Patel: “Dancing in human cultures isn’t a purely arbitrary invention,” Instead, he suggests that it arises when animals have a particular quintet of mental skills and predilections which Snowball the parrot exhibits also.

The Quiet Disappearance of Birds in North America, The Atlantic, Science, Ed Yong, September 19, 2019

If the pigeons disappeared from your local park, would you notice? What if the neighborhood finch stopped coming to the feeder? The starling no longer perched on the power line?

According to a new report, birds are disappearing and in large numbers. The total North American avian population has decreased by an approximate 29 percent over the past half century. There are there are 3 billion fewer birds today than when there were in 1970.

It is not a case of rare birds getting rarer either as the hardest hit species include every day birds such as swallows, sparrows, and starlings. 90 percent of the losses have come from 12 bird families.
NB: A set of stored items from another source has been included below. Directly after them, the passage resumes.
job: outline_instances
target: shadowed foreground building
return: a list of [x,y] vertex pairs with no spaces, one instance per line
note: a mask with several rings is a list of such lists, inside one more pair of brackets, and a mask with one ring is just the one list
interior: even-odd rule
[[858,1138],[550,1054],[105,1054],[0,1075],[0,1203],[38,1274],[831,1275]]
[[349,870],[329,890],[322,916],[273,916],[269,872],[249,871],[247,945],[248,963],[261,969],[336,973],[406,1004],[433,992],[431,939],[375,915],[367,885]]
With the decreased numbers birds, we lose the function they bring to nature such as insect eaters controlling their numbers, plant pollination, those early morning songs, and more.

Researchers plan to investigate what is causing the drop; but, the condition of their habitat such as pollution and the reductions of it due to encroachment of the grasslands and wetlands by humans will probably play a big role. There are also the more mundane (and often preventable) threats, like running into windows and being killed by cats.

I can see the pollution part of it in my own neighborhood where grass clippings and leaves besides fertilizer residue are blown into the subdivision streets and washed down the drains leading to the wetlands surrounding us. And when I explain why they should not do such, they get indignant about it with the old “this is my land.” Except when your actions cause harm to the environment, the water supply, and the people around you, your ownership of the land and actions are not exempt. It is called community.

“It is as if all birds are canaries and the entire world their coal mine.”